Oleh: Damai Hari Lubis**
Pengamat KUHP (Kebijakan Umum Hukum dan Politik)
Kemarin, seorang rekan aktivis mengirimkan artikel buah pikirannya melalui WhatsApp pribadi. Diskusi singkat pun terjadi. Ia menyarankan agar Presiden RI ke-7, Joko Widodo, dilaporkan ke pihak yang berwenang.
Dasar hukumnya? Dalam waktu yang tidak terlalu lama, Jokowi dua kali mengeluarkan pernyataan publik terkait gugatan atas keaslian ijazah S-1 miliknya dari UGM, dengan narasi substansial yang menyiratkan:
- “Perasaan saya, gugatan terhadap ijazah itu ada unsur politik dan ada tokoh besar di belakangnya”;
- “Sudah 4 tahun soalnya, gak mungkin kalau gak ada yang mendukung (donatur). Sekarang anak saya (Gibran), nanti bisa jadi cucu saya.”
Pernyataan-pernyataan ini jika dikaji secara kumulatif dan substansial, mengarah pada tuduhan terselubung terhadap kami — para penggugat dan aktivis hukum — seolah berada di bawah bayang-bayang kekuatan politik atau tokoh besar tertentu.
Maka kami perlu meluruskan:
1. Gugatan Kami Berdasarkan Data, Bukan Dendam Politik
Gugatan TPUA tahun 2021 mengenai 66 kebohongan Jokowi tidak muncul dari intuisi semata, tetapi dari fakta empirik yang dapat diuji secara hukum — bahwa Jokowi telah menyampaikan sejumlah informasi yang kami anggap sebagai kebohongan politik kepada publik.
2. Ijazah Jokowi Dipertanyakan Berdasarkan Vonis Hukum
Gugatan TPUA tahun 2023 terkait keaslian ijazah S-1 Jokowi bukan karangan bebas.

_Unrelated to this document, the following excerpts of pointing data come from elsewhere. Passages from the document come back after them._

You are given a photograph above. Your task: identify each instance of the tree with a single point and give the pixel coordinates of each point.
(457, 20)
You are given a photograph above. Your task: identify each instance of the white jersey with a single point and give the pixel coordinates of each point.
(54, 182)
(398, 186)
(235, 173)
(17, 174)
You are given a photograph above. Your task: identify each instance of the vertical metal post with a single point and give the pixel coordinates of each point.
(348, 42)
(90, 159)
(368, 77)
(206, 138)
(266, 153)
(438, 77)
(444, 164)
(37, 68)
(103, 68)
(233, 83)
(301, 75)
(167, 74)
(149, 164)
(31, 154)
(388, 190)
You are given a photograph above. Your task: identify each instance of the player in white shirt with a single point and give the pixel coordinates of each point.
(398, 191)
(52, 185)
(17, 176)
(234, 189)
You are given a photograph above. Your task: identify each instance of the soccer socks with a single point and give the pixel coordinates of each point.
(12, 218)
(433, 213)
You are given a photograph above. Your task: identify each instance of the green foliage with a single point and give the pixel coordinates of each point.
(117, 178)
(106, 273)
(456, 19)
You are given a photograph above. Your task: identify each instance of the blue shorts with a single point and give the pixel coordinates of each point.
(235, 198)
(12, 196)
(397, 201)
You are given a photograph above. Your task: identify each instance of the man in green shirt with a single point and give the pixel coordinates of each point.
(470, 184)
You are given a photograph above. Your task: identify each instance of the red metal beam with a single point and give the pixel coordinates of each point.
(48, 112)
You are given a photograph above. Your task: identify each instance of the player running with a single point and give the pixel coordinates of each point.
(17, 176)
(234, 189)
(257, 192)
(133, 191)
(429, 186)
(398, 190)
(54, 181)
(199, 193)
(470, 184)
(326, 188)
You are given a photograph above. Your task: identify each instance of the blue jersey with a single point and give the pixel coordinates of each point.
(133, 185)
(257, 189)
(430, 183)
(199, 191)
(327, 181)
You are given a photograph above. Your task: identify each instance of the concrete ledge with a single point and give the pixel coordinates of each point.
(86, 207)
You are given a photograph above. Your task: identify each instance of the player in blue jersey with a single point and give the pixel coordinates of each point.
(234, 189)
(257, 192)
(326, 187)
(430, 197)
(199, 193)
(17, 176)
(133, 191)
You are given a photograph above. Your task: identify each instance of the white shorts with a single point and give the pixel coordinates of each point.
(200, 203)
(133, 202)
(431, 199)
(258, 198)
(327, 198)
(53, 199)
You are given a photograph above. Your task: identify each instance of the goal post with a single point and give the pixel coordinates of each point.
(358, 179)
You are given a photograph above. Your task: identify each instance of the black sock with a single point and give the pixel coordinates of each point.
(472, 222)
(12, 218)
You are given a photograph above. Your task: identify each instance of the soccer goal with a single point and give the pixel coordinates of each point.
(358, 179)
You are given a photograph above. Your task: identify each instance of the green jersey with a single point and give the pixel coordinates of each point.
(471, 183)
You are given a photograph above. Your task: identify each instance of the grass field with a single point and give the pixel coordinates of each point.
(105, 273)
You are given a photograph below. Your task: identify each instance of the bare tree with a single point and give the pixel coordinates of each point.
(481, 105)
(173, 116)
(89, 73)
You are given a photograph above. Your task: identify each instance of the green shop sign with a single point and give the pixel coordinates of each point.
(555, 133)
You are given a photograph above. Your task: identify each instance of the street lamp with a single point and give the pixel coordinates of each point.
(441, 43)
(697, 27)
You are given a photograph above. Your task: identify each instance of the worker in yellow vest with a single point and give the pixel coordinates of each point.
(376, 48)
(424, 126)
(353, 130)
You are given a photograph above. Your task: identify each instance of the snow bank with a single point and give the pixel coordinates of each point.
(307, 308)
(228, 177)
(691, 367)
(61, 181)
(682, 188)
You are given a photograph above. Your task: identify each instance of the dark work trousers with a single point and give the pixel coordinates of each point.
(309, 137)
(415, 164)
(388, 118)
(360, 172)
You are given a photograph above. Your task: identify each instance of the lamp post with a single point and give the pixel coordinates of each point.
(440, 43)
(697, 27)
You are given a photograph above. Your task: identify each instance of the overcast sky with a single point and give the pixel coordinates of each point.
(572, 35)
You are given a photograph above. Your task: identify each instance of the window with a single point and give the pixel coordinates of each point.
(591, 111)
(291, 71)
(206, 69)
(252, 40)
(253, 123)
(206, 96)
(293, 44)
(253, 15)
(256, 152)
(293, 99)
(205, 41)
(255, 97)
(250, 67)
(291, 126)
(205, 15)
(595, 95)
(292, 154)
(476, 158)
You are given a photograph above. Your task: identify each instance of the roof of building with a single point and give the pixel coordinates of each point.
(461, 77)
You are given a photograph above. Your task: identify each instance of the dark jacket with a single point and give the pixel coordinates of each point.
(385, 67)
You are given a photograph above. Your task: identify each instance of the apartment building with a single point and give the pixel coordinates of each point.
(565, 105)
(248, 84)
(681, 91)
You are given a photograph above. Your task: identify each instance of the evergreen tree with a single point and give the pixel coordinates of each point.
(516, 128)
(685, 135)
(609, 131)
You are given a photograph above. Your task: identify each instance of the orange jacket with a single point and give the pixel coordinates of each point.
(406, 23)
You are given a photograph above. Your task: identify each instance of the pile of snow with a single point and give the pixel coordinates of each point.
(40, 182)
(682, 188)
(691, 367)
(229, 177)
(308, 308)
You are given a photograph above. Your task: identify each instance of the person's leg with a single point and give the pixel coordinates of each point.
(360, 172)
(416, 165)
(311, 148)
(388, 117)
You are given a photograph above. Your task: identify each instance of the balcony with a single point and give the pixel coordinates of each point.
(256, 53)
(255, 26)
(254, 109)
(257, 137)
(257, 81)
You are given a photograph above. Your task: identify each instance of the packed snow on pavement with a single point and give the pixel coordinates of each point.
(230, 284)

Kami mengacu pada hasil persidangan dan vonis terhadap BTM dan Gus Nur (2022–2023), yang membuka ruang hukum untuk menggugat keabsahan ijazah tersebut secara terbuka.

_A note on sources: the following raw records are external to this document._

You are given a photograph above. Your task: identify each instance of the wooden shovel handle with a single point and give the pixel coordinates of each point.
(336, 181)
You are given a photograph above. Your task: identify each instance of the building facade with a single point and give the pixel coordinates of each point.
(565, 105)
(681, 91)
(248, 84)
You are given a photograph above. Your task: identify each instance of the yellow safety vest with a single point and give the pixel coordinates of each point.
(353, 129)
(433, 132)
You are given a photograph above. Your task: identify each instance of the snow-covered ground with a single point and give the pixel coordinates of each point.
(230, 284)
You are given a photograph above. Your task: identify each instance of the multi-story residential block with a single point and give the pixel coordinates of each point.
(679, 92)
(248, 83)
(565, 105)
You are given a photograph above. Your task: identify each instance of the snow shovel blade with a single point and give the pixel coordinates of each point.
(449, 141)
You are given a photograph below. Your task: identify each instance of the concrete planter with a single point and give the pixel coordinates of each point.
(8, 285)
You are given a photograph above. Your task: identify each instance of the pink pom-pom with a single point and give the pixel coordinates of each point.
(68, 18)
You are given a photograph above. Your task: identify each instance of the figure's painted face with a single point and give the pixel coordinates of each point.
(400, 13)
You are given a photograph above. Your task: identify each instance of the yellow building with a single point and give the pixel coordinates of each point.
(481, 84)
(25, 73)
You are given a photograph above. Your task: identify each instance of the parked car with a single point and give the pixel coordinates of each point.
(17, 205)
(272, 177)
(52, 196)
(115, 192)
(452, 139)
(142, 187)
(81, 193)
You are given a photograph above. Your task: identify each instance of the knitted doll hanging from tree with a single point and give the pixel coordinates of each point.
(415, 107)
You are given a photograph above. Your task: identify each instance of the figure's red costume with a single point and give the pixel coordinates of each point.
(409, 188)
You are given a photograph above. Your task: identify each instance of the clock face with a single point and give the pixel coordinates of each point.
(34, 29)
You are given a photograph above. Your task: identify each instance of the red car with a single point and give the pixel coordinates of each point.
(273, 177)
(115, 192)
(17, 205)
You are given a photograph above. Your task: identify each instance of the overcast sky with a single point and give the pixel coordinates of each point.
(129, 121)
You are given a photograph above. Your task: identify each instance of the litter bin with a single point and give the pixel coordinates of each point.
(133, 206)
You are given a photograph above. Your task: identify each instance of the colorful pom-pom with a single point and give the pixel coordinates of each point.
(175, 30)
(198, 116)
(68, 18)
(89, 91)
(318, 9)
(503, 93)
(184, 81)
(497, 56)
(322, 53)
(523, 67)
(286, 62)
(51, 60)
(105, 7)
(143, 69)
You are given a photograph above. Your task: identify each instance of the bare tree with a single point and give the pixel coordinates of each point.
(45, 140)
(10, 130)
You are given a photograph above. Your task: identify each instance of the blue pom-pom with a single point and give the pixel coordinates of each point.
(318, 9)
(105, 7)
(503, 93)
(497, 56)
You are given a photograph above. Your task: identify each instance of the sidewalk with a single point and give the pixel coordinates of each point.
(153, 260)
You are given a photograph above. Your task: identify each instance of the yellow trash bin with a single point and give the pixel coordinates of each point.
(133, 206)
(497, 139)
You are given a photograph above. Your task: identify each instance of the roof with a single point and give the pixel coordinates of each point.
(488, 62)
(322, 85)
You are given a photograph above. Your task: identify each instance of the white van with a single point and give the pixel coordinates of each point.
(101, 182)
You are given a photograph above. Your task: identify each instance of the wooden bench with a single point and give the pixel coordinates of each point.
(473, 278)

3. Ijazah Cucu Anda Tidak Akan Kami Gugat—Selama Asli
Kami pertegas: selama dokumen pendidikan itu otentik, kami tidak akan menggugat. Kami hanya melawan kepalsuan, bukan keturunan.
4. Gugatan Ini Murni Hukum, Bukan Siasat Politik
Kami, TPUA dan KORLABI, menjamin bahwa perjuangan kami murni berdasarkan asas legalitas dan legal standing sebagai warga negara Indonesia yang menginginkan kejujuran pemimpin dan kepastian hukum. Jika kemudian tindakan kami bersinggungan dengan ranah politik, itu karena politik memang seharusnya tunduk pada hukum, bukan sebaliknya.

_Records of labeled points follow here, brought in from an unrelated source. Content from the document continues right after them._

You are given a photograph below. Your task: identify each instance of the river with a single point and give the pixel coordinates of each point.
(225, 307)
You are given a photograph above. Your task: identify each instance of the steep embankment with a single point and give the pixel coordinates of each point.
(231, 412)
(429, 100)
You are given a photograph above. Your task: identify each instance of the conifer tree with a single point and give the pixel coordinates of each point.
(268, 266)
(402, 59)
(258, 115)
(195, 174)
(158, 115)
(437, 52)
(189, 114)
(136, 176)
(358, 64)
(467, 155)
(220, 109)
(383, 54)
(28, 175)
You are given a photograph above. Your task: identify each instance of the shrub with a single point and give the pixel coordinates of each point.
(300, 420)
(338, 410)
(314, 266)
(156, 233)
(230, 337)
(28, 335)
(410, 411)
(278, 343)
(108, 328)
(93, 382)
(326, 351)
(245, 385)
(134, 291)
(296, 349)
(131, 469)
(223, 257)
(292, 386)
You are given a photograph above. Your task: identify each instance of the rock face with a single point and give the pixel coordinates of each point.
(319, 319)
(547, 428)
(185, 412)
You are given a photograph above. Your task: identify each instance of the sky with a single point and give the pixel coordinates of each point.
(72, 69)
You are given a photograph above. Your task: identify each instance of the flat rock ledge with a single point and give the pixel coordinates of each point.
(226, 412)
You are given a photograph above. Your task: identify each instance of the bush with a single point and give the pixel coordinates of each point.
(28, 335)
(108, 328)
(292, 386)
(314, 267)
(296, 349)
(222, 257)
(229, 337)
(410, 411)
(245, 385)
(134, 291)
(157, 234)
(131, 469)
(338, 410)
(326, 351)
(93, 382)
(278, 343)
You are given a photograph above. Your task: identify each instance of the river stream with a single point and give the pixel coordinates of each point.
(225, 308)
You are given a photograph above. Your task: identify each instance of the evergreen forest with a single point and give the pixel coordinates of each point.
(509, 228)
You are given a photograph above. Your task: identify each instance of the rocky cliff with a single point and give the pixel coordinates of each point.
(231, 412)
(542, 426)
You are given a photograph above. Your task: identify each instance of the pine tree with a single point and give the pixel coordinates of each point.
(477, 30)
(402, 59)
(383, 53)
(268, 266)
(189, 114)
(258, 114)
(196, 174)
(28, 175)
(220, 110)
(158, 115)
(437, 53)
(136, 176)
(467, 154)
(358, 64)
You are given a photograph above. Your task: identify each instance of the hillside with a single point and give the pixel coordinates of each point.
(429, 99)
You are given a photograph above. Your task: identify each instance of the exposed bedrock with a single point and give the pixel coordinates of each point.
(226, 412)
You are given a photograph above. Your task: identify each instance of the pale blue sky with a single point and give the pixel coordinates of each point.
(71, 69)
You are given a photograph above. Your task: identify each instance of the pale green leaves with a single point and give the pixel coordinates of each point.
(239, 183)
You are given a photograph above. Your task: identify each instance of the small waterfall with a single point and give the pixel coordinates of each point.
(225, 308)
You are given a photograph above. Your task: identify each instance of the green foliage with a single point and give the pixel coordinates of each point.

5. Kami Tak Disokong Tokoh Besar—Tapi Ditopang Zat Yang Maha Besar
Tidak ada “Tokoh Besar” yang membiayai perjuangan kami. Aktivitas kami urunan, swadaya, bahkan sering kali terkendala dana. Tapi kami tetap melangkah, karena kami tahu perjuangan ini ditopang oleh kehendak dan pertolongan dari Zat Yang Maha Besar, bukan makhluk besar.
6. Pernyataan Anda Bagian dari Kebebasan Berpendapat, Tapi Tetap Bisa Kami Klarifikasi
Kami tidak menyoal hak Anda untuk beropini. Namun, sebagai pihak yang merasa dituduh, kami pun punya hak hukum untuk melakukan klarifikasi dan koreksi terbuka. Tuduhan Anda adalah bentuk ekspresi, dan kami pun menanggapinya dalam koridor hukum.
Penutup:
Kepada Presiden RI ke-7, kami tidak menuntut pengakuan, apalagi balasan. Kami hanya meminta: jangan menuduh tanpa dasar. Jangan curiga tanpa bukti. Perjuangan kami bukan karena “ada Tokoh Besar”, tapi karena ada Zat Yang Maha Besar yang menanamkan keberanian, keikhlasan, dan semangat menegakkan kebenaran.